As a child, I went to schools that were often dominant in one culture, where almost every student came from the same cultural background. I was accustomed to the same foods being served at every party, at every friend’s house; there was a variety within culture, but a lack of different cultural foods, or people for that matter. Growing up was simple, indifferent, and the same routine every single day.
However, this all changed when I moved to Honolulu, Hawai’i. Honolulu is best described as a place where East meets West, as it is a doorway to many different people sharing their own culture under one spirit of aloha –where everyone is welcomed and shares the spirit of being nice to one another. This attitude brought upon new opportunities for learning, not just in the educational system, but from the people themselves, too.
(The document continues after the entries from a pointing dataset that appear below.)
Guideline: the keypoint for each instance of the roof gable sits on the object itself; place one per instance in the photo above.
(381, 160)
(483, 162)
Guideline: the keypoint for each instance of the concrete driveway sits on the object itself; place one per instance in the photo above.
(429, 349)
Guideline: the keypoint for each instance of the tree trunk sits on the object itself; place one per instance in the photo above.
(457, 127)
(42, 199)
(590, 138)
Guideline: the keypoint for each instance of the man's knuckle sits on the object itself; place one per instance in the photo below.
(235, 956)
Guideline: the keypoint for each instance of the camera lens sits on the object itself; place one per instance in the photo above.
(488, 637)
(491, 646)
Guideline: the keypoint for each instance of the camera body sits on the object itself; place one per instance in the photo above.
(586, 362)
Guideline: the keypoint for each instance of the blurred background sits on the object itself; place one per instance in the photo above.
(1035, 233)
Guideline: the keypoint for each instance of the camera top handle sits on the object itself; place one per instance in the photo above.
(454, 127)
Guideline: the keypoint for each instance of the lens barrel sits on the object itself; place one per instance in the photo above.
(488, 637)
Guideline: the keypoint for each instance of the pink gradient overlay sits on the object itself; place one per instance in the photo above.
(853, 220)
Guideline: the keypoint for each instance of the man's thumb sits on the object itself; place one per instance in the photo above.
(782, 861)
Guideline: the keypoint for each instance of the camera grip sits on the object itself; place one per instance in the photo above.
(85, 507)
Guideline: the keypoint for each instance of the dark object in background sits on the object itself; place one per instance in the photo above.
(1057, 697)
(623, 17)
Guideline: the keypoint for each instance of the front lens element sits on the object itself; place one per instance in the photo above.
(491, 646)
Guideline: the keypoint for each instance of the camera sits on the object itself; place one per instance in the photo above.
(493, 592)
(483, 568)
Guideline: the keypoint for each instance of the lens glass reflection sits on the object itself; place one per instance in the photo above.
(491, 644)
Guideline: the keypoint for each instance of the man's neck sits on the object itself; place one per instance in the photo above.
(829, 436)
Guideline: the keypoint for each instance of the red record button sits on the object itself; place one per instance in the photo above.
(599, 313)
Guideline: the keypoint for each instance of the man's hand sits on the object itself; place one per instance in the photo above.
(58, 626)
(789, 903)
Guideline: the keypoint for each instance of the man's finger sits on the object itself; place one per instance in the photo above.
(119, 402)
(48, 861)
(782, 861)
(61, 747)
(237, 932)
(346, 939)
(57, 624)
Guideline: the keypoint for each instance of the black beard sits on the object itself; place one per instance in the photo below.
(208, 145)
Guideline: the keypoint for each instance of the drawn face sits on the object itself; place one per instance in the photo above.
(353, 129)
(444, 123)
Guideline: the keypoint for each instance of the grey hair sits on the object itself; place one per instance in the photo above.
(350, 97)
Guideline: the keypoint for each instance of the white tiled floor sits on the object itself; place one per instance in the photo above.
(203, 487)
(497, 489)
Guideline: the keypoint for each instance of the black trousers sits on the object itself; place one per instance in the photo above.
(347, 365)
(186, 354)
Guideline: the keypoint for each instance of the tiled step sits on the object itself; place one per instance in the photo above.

I became much more interested in becoming involved in more extracurricular activities, one reason being the thrill of a newfound experience as I did not have this kind of opportunity on Maui before, but also being able to explore new cultural experiences from not only my perspective, but also from their perspectives as well. This introduced to me the concept of “Worldliness”, and that there is so much to learn by meeting other people. I believe that understanding different cultures will give me knowledge that is extremely key for becoming a well-rounded, knowledgeable educator. This type of knowledge will help me better connect to my students when I begin to teach internationally, because the cultural differences and values are just a few things that differ in an international perspective, and will help me to adapt to better serve my students.